There are many fine recordings of Bartók's Second Violin Concerto, this among them, but the chief interest of this recording is the fact of that concerto being sandwiched between one of his first works and his very last.
Bartók's long-unknown Violin Concerto No 1, which he wrote for the nineteen year old violinist Stefi Geyer, whom he loved not wisely but too well, as she rejected him on account of his tactlessly expressed religious and social views. As it happens he was not the only composer who wrote a concerto for her. She, like Bartók, married more than once, had an extensive performing career, and taught at the Zürich Conservatory. The only copy of Bartók's concerto, given to her by its composer, remained unplayed in a drawer during her lifetime, and was performed for the first time in 1958, two years after her death, by in a performance conducted by Paul Sacher. In her three-part biographical account of Geyer's life, easily found on the Internet, Emily Liz writes that "the first movement was to be a portrait of Stefi Geyer as person and woman – the idealized Stefi, celestial and inward," Bartók wrote. Stefi herself later described it as a portrait of "the young girl he loved…." The second movement was to represent Stefi Geyer as the elfish, witty, sparkling virtuoso violinist. "Cheerful, witty, and amusing," Bartók called it.
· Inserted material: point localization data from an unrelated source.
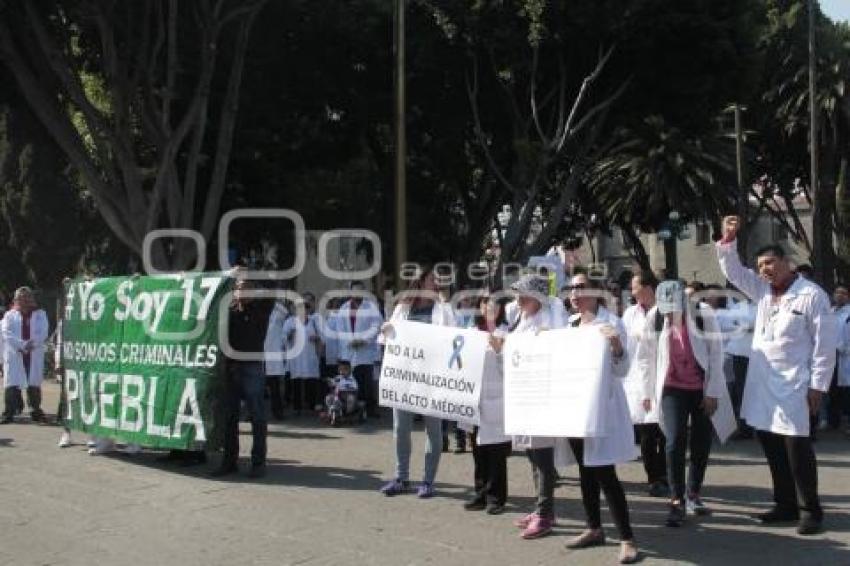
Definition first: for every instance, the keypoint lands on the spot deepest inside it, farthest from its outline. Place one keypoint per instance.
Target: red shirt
(684, 372)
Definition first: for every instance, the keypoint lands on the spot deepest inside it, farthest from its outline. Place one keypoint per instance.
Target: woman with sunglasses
(596, 457)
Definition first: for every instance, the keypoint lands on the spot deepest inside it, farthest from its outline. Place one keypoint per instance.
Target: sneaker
(809, 526)
(587, 539)
(523, 522)
(495, 509)
(538, 527)
(676, 514)
(425, 490)
(395, 487)
(65, 439)
(659, 489)
(132, 449)
(695, 506)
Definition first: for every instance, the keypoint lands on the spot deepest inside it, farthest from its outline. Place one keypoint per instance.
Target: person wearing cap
(791, 365)
(422, 303)
(535, 316)
(357, 324)
(640, 388)
(681, 347)
(25, 332)
(597, 457)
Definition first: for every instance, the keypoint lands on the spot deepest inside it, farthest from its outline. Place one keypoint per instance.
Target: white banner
(434, 371)
(554, 383)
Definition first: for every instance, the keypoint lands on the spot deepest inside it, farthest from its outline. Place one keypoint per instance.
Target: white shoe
(65, 439)
(102, 446)
(131, 449)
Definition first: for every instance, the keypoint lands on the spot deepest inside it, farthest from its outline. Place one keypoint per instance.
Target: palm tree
(655, 169)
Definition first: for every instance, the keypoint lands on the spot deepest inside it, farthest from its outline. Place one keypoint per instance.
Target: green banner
(142, 357)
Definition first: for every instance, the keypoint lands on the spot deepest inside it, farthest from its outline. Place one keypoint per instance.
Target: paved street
(319, 505)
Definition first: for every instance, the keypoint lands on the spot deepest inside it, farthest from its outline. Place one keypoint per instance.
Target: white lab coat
(639, 384)
(305, 363)
(794, 344)
(367, 327)
(618, 445)
(275, 343)
(14, 372)
(542, 320)
(653, 358)
(491, 427)
(842, 320)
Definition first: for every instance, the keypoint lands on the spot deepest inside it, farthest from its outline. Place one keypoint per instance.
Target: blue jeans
(678, 406)
(402, 426)
(246, 381)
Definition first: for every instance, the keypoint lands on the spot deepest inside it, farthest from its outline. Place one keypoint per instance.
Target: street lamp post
(674, 229)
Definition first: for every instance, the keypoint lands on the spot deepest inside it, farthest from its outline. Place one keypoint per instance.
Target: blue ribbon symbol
(457, 345)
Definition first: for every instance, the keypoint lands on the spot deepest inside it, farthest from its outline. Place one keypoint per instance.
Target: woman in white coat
(682, 349)
(426, 307)
(640, 388)
(597, 456)
(535, 316)
(25, 332)
(303, 334)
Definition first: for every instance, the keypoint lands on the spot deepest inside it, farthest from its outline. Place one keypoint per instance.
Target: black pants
(275, 386)
(366, 390)
(595, 479)
(491, 471)
(678, 407)
(652, 450)
(245, 380)
(544, 474)
(739, 370)
(794, 471)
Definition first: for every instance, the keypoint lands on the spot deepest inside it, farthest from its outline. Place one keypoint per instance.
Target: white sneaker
(65, 439)
(102, 446)
(131, 449)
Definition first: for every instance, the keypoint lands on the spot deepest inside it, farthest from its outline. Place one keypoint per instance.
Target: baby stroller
(344, 408)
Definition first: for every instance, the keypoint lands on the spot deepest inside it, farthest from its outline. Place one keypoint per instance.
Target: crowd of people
(686, 364)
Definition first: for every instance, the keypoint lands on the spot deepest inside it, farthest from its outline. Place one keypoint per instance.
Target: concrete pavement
(319, 505)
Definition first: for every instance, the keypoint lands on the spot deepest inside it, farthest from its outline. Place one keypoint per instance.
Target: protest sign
(554, 383)
(140, 356)
(433, 370)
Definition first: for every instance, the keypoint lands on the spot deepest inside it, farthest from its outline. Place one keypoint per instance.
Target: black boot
(34, 402)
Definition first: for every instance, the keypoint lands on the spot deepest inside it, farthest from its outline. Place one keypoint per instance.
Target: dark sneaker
(809, 526)
(425, 490)
(659, 489)
(495, 509)
(395, 487)
(778, 515)
(695, 506)
(676, 515)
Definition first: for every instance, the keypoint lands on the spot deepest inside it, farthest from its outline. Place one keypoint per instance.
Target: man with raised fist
(790, 367)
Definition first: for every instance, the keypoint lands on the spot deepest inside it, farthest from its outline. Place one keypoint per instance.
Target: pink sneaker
(538, 527)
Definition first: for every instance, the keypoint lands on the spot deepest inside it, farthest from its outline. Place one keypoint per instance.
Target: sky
(838, 10)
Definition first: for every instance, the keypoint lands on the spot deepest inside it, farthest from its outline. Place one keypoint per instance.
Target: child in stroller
(341, 402)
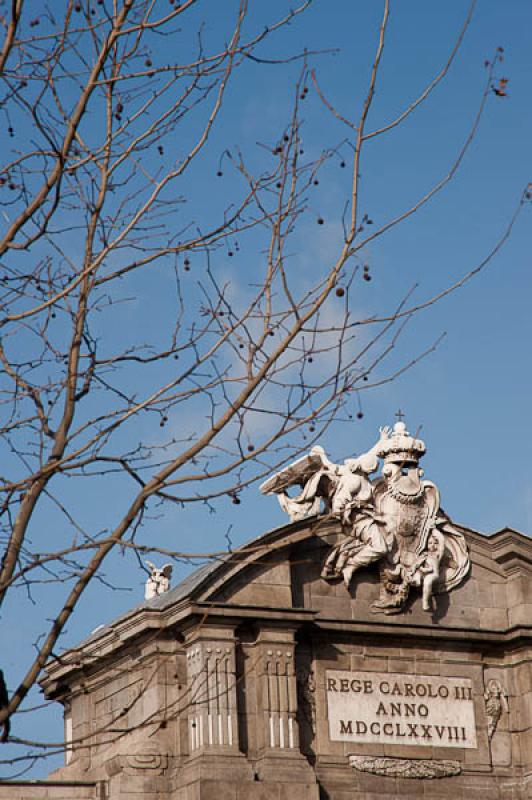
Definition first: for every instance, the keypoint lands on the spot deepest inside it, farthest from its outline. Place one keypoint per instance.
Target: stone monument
(369, 648)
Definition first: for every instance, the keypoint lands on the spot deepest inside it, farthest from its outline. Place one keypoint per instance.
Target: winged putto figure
(158, 581)
(394, 520)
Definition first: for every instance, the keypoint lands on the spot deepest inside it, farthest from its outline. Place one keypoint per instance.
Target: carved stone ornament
(405, 767)
(306, 693)
(135, 763)
(158, 581)
(496, 700)
(394, 519)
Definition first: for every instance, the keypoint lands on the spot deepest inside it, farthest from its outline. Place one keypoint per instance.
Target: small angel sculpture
(159, 580)
(496, 700)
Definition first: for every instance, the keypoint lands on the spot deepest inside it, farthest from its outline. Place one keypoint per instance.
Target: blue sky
(471, 397)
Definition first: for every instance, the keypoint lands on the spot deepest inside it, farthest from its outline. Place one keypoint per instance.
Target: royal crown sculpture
(394, 519)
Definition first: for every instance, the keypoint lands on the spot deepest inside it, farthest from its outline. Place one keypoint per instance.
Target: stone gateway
(369, 648)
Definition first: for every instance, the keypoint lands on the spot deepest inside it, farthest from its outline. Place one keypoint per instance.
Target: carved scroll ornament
(405, 767)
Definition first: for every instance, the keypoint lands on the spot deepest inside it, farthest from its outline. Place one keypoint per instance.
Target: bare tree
(109, 106)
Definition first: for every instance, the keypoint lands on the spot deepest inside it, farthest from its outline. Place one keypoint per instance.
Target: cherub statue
(496, 700)
(427, 567)
(158, 581)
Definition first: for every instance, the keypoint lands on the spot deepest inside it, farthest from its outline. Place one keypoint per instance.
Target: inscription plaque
(396, 708)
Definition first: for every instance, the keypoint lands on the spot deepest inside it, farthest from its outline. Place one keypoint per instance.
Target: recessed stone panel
(398, 708)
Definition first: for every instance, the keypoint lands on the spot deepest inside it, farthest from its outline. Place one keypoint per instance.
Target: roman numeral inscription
(392, 708)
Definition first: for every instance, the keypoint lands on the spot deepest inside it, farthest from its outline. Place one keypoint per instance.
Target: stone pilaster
(279, 757)
(211, 690)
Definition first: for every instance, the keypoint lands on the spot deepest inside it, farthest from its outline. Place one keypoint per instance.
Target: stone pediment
(280, 573)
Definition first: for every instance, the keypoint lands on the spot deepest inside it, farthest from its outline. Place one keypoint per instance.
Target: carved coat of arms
(394, 520)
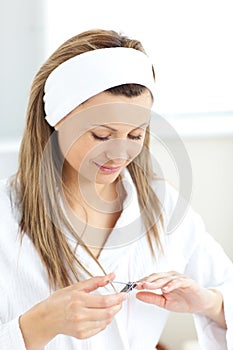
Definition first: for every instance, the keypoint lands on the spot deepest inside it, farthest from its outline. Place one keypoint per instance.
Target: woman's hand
(71, 311)
(179, 293)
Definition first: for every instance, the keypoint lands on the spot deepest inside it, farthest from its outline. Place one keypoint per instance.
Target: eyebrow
(110, 128)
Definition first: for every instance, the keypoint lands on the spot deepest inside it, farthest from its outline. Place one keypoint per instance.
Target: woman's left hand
(176, 292)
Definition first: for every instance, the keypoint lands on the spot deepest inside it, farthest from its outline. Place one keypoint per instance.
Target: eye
(100, 138)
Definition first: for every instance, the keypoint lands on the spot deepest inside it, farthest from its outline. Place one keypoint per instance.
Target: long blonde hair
(47, 235)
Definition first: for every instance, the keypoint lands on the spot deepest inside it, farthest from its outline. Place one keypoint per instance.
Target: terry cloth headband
(84, 76)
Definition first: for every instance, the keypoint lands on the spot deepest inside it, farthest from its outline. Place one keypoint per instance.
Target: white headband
(84, 76)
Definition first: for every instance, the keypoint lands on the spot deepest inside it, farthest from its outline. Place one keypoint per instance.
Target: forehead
(106, 108)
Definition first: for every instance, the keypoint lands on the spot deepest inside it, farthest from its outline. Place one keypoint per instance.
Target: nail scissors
(128, 286)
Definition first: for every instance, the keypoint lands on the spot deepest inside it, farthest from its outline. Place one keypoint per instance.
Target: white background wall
(30, 33)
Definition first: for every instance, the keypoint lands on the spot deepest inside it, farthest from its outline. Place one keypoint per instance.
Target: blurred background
(190, 44)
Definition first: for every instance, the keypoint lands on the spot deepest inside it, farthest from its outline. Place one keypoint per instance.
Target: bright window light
(190, 43)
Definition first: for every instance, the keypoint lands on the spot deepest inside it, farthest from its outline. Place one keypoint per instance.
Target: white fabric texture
(69, 84)
(189, 249)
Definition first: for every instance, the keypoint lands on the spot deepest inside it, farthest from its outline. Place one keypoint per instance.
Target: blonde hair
(47, 235)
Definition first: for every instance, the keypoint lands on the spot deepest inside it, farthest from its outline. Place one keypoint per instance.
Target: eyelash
(99, 138)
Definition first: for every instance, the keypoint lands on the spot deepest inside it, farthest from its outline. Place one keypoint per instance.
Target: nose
(120, 149)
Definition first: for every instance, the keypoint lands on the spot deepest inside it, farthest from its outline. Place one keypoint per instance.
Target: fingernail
(125, 296)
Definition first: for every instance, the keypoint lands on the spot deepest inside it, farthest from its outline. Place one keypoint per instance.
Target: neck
(81, 191)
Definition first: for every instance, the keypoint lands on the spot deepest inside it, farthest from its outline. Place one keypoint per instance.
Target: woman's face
(103, 135)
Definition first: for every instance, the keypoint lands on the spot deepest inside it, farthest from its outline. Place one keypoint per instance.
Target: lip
(108, 170)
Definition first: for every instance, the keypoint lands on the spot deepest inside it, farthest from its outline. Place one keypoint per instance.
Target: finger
(151, 298)
(103, 301)
(178, 283)
(94, 283)
(104, 315)
(90, 329)
(158, 284)
(156, 276)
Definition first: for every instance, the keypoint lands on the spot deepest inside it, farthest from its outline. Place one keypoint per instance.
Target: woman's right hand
(72, 311)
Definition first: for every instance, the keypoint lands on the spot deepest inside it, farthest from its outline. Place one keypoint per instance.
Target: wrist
(214, 307)
(36, 327)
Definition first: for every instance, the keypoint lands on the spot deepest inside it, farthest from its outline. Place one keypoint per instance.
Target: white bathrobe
(188, 249)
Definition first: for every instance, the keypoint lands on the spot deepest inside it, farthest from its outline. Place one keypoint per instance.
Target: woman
(85, 213)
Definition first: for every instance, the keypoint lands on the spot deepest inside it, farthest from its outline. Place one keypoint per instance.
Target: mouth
(108, 169)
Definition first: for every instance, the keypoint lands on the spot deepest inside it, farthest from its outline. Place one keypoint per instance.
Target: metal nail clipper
(128, 286)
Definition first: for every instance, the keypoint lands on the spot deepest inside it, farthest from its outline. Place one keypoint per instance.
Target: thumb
(151, 298)
(95, 282)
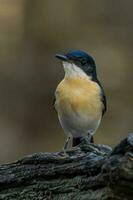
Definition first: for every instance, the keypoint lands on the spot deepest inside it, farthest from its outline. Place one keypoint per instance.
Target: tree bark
(88, 172)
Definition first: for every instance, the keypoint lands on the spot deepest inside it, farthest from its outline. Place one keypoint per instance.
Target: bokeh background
(31, 32)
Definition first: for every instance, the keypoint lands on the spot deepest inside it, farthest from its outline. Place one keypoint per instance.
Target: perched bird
(79, 98)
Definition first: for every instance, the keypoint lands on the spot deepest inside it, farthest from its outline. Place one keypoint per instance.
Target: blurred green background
(31, 32)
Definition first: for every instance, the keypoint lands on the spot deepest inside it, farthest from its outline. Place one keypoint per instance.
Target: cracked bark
(90, 172)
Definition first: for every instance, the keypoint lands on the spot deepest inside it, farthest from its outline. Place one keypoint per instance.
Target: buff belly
(79, 106)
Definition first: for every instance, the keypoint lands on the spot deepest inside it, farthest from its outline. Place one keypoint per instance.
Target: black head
(82, 60)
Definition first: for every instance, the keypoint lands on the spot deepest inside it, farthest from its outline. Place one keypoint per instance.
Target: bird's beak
(61, 57)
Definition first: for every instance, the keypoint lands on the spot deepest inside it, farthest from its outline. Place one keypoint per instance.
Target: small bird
(79, 98)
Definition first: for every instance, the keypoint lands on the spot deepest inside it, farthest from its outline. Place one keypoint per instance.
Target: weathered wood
(89, 172)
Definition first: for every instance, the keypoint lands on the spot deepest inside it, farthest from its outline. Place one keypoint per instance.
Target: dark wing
(103, 98)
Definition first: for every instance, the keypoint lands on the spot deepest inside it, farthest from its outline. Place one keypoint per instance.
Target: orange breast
(79, 95)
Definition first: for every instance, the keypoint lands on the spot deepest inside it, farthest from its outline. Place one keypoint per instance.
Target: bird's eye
(83, 62)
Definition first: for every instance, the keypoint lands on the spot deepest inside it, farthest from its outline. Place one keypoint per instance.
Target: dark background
(31, 32)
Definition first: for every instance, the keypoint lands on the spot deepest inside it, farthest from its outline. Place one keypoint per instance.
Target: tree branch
(89, 172)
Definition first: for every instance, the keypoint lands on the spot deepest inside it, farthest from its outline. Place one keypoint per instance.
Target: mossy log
(89, 172)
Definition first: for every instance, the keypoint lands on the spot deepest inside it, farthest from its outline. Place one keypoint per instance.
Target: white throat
(72, 70)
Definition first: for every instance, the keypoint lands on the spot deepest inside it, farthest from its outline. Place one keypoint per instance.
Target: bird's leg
(90, 138)
(66, 145)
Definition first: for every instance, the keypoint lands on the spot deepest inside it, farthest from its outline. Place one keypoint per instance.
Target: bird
(80, 99)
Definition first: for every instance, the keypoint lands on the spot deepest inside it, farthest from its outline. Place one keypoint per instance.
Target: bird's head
(78, 63)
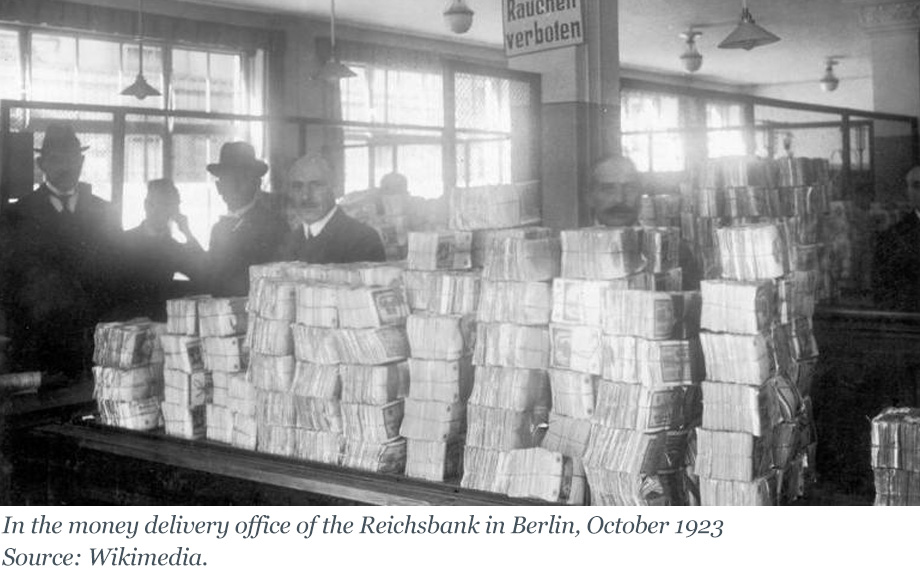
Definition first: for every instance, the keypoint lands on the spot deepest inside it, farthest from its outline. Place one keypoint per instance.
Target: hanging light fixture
(333, 70)
(691, 57)
(458, 17)
(140, 88)
(748, 35)
(829, 81)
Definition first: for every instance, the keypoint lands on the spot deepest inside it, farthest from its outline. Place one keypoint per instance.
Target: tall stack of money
(128, 374)
(441, 329)
(222, 325)
(756, 429)
(647, 397)
(269, 426)
(896, 457)
(188, 385)
(372, 347)
(509, 405)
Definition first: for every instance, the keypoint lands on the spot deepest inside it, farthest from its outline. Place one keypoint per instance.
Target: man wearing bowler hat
(59, 264)
(251, 231)
(323, 233)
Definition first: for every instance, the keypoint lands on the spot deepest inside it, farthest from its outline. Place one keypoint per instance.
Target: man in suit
(614, 197)
(57, 275)
(323, 233)
(252, 230)
(896, 281)
(154, 256)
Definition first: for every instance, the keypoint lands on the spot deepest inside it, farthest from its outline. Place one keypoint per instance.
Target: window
(725, 130)
(10, 65)
(390, 96)
(651, 131)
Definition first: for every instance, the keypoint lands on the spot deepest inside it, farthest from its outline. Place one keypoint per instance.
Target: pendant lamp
(140, 88)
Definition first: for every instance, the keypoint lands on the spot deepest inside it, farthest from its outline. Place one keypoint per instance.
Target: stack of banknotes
(128, 374)
(895, 457)
(495, 206)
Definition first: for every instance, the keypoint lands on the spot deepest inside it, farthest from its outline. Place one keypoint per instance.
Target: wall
(856, 93)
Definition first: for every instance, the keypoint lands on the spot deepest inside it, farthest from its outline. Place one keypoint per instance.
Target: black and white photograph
(466, 253)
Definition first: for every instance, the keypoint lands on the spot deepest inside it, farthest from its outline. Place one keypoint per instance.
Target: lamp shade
(829, 82)
(748, 35)
(458, 16)
(140, 89)
(333, 71)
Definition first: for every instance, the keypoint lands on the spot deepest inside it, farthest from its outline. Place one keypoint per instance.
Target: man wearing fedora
(322, 233)
(251, 231)
(58, 271)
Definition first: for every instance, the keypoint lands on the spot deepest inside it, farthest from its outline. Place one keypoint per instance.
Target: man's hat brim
(43, 151)
(258, 168)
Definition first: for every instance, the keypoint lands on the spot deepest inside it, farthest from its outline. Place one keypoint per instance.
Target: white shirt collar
(240, 212)
(317, 227)
(57, 198)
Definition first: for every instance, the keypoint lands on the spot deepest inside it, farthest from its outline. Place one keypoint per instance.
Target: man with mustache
(322, 233)
(615, 199)
(57, 281)
(252, 230)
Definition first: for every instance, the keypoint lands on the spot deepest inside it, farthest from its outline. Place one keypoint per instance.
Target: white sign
(536, 25)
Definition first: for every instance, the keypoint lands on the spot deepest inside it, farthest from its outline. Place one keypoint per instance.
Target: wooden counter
(87, 463)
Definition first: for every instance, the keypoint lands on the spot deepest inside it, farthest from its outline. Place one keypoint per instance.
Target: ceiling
(811, 30)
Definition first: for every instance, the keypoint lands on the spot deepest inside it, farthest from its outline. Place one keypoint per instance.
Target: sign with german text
(537, 25)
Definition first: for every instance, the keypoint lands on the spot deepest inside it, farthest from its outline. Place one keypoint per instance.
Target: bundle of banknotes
(738, 358)
(661, 248)
(441, 337)
(444, 250)
(434, 460)
(378, 385)
(128, 375)
(442, 292)
(182, 315)
(495, 206)
(386, 457)
(527, 259)
(525, 303)
(484, 238)
(601, 253)
(651, 362)
(221, 317)
(737, 456)
(759, 492)
(128, 344)
(637, 407)
(512, 345)
(753, 252)
(652, 315)
(371, 307)
(566, 435)
(540, 474)
(739, 307)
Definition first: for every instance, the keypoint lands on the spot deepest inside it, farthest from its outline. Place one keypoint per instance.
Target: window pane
(54, 68)
(10, 69)
(153, 73)
(356, 168)
(421, 165)
(636, 148)
(189, 81)
(226, 88)
(99, 76)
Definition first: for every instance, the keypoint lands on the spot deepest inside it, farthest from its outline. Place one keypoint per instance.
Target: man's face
(62, 170)
(616, 204)
(237, 188)
(913, 189)
(309, 200)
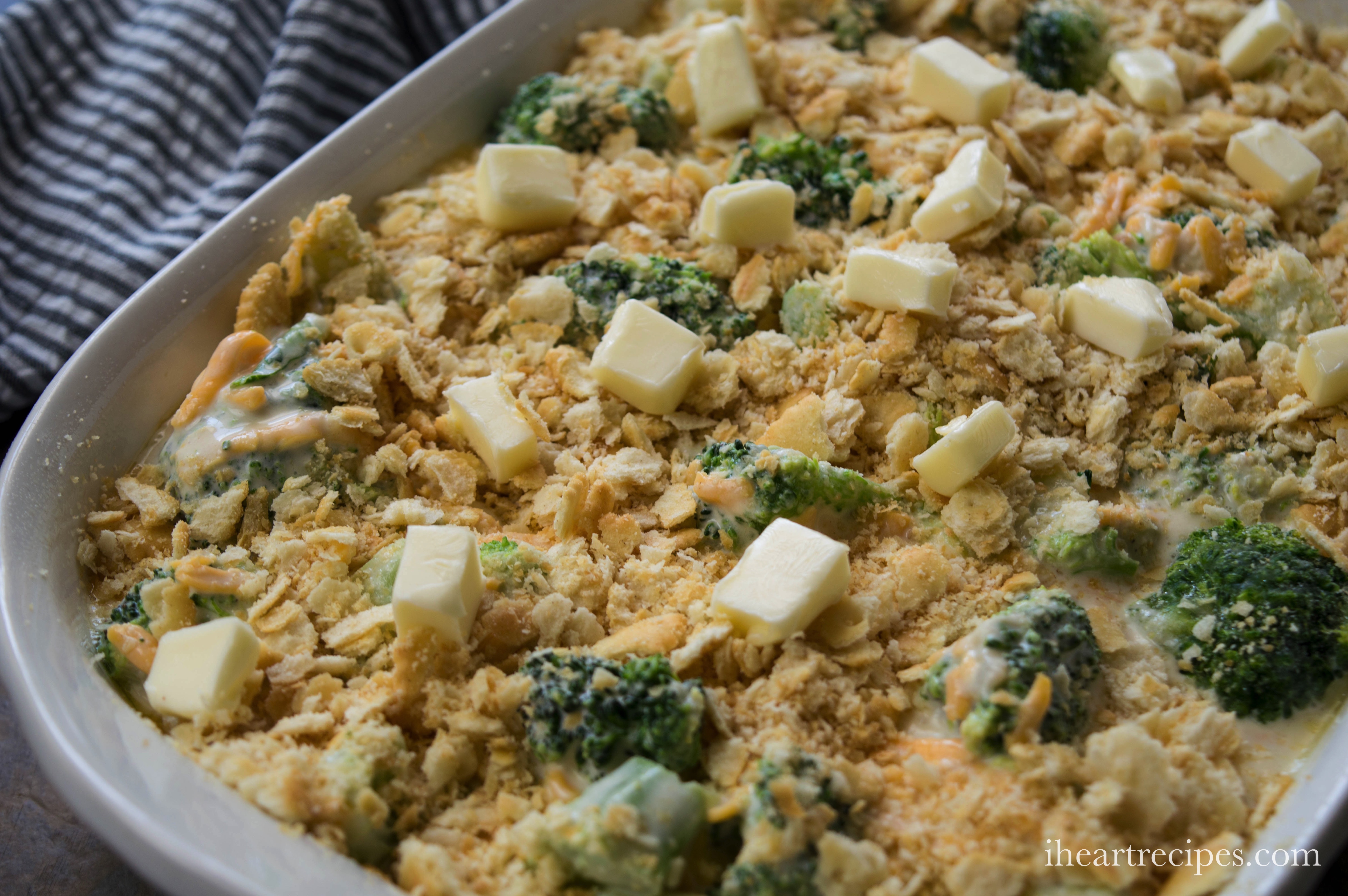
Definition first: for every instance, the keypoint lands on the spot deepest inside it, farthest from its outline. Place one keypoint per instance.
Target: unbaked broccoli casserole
(815, 449)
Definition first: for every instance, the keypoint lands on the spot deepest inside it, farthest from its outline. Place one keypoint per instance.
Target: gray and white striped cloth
(129, 127)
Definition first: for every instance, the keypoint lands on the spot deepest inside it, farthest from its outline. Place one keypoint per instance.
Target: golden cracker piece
(265, 305)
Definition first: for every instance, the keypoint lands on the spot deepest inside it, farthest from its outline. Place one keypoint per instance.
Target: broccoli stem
(660, 818)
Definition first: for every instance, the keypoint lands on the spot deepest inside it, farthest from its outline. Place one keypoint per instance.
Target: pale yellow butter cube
(525, 188)
(1125, 316)
(203, 669)
(956, 83)
(484, 412)
(646, 359)
(786, 578)
(726, 91)
(1270, 158)
(749, 215)
(1323, 366)
(964, 196)
(1150, 79)
(440, 581)
(968, 444)
(900, 281)
(1256, 38)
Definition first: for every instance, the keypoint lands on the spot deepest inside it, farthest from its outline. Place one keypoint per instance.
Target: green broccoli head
(743, 487)
(293, 350)
(855, 21)
(360, 760)
(811, 783)
(596, 713)
(1257, 615)
(1061, 45)
(377, 577)
(510, 564)
(683, 292)
(131, 611)
(661, 816)
(793, 878)
(1098, 255)
(808, 313)
(1096, 552)
(1288, 298)
(826, 177)
(795, 799)
(990, 680)
(576, 115)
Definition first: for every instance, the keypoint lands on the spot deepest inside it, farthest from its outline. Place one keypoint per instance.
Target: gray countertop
(46, 851)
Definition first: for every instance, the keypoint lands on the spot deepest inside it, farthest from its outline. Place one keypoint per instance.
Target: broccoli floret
(131, 611)
(595, 713)
(661, 818)
(738, 496)
(211, 607)
(511, 564)
(1288, 298)
(795, 801)
(360, 762)
(1257, 615)
(1241, 481)
(683, 292)
(377, 576)
(808, 313)
(855, 21)
(1098, 255)
(826, 177)
(576, 116)
(793, 878)
(1061, 45)
(1044, 635)
(812, 785)
(121, 671)
(1096, 552)
(296, 344)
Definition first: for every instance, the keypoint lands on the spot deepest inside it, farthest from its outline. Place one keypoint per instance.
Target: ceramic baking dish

Stefi referred to the movement as a tribute to "the violinist he admired."
The Viola Concerto, commissioned and first played by the violist William Primrose, (whose early recording on Bartók Records, with Tibor Serly conducting the New Symphony Orchestra of London, remains one of my most prized recordings) was left unfinished at the time of Bartók's death. As is well known, Tibor Serly completed the concerto at the request of Bartók's family. Others have tinkered with it and in 2001 the violist Csaba Erdélyi produced what he called a "restoration" and new orchestration, claimed, with credible support from at least one other violist (known to me) who examined Bartók's score, to come closer to Bartók's intentions. Be that as it may, Ehnes performs the Serly version and, as I thoroughly bonded on that many years ago, have no objection.
These performances are excellent, and distinctive enough to have their own identity. Ehnes plays the slow movements, especially the Adagio religioso of the Viola Concerto, exquisitely. I actually prefer the Primrose/Serly version, which is wonderfully mellow, but that is not available, and Primrose playing with Klemperer is available only as an MP3. I also like the violist's Kim Kashkashian's recording with Peter Eötvös. The cellist Yo-yo Ma recorded this, playing not the cello but an instrument called an alto violin, and Yehudi Menuhin played it on violin. (Violists resent this kind of thing.)
A word about the sound on this recording: it is sweet-sounding, even mellow for both viola and orchestra provided it is played at a very moderate volume. I found that played at a higher level it threatens to become disturbingly harsh, not something I have noticed particularly in other recordings.